Yang perlu digarisbawahi adalah bulan kedua ini memiliki ukuran yang jauh lebih kecil dari bulan aslinya, dan akan bersifat sementara saja tidak untuk permanen.
Satelit bumi sementara ini diidentifikasikan sebagai benda langit (asteroid) berukuran kecil dengan nama 2024 PT5 yang terperangkap oleh gravitasi planet kita.
Asteroid 2024 PT5 pertama kali ditemukan pada 7 Agustus 2024 oleh Asteroid Terrestrial-Impact Last Alert System ( ATLAS ) dengan ukuran sekitar 33 kaki (10 meter) diameternya,
Bulan mini ini merupakan bagian dari kelompok benda angkasa Arjuna , kumpulan objek dekat Bumi dengan orbit yang mirip dengan Bumi. Kecepatannya yang relatif rendah dan kedekatan jaraknya akan memungkinkan planet kita untuk sementara menariknya ke orbitnya.
Bulan mini ini akan bertahan selama hampir dua bulan ( 25 November 2024) mengikuti rotasi di jalur bumi sebelum melanjutkan perjalanannya melalui luar angkasa.
Mengenai jangka waktunya yang hanya sebentar, para ilmuwan diharapkan mampu mengoptimalkan penelitian terkait hubungan gravitasi Bumi dengan lintasan asteroid kecil.
Meskipun banyak ketertarikan masyarakat terkait keberadaan fenomena bulan mini ini, namun sayangnya Asteroid 2024 PT5 terlalu redup dan kecil untuk dilihat dengan teleskop rumahan, tentunya nihil presentasenya juga untuk dapat dilihat dengan mata telanjang manusia.
Peristiwa bulan kedua ini bukan kali pertama yang pernah terjadi di bumi.

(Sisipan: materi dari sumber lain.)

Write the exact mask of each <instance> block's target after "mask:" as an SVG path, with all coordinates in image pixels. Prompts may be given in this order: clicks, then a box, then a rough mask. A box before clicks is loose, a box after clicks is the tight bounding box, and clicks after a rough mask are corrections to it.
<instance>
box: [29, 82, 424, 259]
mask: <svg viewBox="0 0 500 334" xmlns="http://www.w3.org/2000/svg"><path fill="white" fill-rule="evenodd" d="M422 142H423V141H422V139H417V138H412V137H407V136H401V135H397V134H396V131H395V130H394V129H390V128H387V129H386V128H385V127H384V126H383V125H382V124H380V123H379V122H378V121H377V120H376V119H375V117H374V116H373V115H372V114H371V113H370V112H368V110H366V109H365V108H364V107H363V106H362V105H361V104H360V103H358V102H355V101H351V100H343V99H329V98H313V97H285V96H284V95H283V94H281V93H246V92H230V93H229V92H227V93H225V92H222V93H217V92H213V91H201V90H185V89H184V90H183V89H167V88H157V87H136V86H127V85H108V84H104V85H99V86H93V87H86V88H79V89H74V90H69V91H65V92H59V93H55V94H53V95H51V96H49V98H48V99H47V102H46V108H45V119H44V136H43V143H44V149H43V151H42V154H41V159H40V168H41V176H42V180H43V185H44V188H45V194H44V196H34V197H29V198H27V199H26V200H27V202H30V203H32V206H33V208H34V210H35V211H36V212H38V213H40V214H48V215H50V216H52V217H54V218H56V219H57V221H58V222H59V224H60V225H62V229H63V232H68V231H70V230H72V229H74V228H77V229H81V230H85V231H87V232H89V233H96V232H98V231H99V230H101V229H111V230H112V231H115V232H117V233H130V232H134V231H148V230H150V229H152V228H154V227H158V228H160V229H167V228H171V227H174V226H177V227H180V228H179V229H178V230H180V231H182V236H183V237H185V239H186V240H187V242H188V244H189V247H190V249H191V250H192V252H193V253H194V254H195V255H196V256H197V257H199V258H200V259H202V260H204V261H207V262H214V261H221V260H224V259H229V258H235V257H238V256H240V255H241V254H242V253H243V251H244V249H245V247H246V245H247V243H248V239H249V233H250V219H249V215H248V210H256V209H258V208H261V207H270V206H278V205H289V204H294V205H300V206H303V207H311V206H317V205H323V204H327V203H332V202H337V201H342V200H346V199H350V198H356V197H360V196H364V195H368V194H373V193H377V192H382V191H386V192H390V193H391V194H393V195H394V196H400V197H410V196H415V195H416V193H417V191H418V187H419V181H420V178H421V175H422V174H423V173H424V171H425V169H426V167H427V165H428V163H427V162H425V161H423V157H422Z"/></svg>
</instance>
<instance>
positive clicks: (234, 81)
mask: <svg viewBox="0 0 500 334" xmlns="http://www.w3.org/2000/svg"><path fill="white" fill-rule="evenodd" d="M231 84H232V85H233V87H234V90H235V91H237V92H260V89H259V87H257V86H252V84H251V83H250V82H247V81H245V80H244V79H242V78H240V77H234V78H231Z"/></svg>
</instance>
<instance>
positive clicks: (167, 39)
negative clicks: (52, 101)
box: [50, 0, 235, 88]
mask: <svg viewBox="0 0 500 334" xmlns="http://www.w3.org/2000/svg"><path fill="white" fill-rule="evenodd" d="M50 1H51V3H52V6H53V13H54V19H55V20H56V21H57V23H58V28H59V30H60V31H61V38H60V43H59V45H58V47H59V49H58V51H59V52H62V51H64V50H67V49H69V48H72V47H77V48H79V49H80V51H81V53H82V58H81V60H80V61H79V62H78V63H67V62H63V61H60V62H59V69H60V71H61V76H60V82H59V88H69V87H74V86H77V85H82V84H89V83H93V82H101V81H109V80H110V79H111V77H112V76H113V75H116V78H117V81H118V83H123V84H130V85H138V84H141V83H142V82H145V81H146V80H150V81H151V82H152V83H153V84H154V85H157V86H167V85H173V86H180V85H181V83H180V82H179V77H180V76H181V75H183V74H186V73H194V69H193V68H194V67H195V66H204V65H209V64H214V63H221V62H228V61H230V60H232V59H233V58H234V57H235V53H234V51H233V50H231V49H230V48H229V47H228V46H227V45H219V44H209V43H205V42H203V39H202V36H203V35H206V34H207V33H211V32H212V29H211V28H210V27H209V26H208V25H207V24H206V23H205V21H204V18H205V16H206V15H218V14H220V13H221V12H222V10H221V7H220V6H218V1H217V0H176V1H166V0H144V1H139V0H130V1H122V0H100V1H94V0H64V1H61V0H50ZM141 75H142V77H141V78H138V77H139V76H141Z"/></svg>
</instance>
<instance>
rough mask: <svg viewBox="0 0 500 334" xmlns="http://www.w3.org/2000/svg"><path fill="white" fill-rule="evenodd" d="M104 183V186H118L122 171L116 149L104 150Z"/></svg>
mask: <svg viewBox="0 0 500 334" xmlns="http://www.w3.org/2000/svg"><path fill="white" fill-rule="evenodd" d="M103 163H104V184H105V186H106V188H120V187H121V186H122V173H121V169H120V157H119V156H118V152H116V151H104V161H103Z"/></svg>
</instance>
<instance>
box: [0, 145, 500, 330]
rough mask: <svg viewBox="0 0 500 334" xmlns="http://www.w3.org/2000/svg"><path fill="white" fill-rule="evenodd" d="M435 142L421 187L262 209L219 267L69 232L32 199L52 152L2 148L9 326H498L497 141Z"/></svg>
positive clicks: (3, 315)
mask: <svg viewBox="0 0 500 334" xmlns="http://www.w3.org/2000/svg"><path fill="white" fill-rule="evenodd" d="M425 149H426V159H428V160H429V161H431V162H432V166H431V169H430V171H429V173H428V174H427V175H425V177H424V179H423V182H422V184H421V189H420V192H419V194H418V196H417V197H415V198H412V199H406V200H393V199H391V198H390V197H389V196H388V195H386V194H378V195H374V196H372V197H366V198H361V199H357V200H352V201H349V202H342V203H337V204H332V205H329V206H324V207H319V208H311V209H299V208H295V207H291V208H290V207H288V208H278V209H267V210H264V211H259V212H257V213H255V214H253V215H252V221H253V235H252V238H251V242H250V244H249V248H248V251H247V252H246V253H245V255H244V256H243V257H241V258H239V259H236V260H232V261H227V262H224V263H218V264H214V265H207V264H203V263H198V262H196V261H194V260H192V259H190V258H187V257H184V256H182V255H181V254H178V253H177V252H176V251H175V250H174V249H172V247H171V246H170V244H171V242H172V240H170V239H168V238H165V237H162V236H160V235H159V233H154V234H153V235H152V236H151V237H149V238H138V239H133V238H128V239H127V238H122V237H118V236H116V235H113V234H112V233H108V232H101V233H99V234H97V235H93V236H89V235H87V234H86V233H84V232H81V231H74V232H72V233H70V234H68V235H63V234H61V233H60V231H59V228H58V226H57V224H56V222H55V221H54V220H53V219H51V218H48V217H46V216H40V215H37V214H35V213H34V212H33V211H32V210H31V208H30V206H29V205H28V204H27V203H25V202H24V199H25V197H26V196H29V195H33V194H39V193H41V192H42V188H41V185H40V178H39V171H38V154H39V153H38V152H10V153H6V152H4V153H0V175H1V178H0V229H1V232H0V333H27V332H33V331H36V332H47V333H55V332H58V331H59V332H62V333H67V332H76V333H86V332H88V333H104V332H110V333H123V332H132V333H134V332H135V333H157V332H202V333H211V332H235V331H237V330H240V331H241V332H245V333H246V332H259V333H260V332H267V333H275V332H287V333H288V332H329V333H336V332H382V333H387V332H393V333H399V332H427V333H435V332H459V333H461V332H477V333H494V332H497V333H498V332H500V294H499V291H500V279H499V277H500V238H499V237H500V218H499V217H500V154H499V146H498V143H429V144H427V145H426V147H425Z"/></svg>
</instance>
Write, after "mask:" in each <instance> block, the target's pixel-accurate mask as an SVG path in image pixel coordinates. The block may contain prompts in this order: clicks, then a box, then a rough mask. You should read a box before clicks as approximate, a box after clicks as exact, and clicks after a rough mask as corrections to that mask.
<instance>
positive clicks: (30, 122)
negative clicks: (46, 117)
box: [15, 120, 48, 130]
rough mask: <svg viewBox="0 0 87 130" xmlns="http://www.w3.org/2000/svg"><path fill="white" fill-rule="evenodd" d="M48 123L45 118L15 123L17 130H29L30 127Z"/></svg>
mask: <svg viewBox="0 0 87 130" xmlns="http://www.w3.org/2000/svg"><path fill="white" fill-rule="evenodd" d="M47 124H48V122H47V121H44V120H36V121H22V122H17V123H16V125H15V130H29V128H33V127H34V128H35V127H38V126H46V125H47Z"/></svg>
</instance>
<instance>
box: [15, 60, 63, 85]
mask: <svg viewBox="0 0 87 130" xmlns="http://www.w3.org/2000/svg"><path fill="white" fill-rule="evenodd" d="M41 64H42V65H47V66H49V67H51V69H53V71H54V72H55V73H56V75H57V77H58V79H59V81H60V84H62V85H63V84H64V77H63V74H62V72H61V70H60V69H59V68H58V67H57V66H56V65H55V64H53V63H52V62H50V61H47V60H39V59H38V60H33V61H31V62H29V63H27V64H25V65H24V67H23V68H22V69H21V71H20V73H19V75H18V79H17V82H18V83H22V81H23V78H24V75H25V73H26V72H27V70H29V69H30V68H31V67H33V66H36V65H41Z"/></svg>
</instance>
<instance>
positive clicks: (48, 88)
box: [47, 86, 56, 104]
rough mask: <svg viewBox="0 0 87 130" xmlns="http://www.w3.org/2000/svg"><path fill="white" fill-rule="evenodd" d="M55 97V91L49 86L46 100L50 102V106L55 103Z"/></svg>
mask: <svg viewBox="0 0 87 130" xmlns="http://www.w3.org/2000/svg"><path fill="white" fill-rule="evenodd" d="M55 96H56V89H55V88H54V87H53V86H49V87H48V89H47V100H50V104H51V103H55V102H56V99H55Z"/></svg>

Dalam penelitian di atas, tercatat hal ini pernah terjadi sebanyak dua kali, yakni pada tahun 1981 dan 2022.
Fenomena bulan kedua 2024 PT5 ini diketahui tidak memiliki dampak berbahaya bagi bumi kita, sebab meskipun posisinya terlempar kedalam gravitasi bumi namun asteroid ini bergerak dengan kecepatan yang relatif lamban.
Fenomena ini dapat dikatakan mengancam apabila dimensi asteroid yang mendekati bumi memiliki dimensi cukup besar (minimal 30 meter) ia bergerak dengan kecepatan yang tinggi, maka dikhawatirkan akan berpotensi menumbuk permukaan bumi dan menyebabkan kerusakan.
Kasus tumbukan benda langit yang paling besar merupakan catatan yang pernah terjadi 30 tahun silam di planet Jupiter antara komet Shoemaker Levi-9 (yang telah terpecah belah ke dalam 21 keping) menubruk permukaan Jupiter menyebabkan energi yang cukup besar keluar akibat tubrukan ini.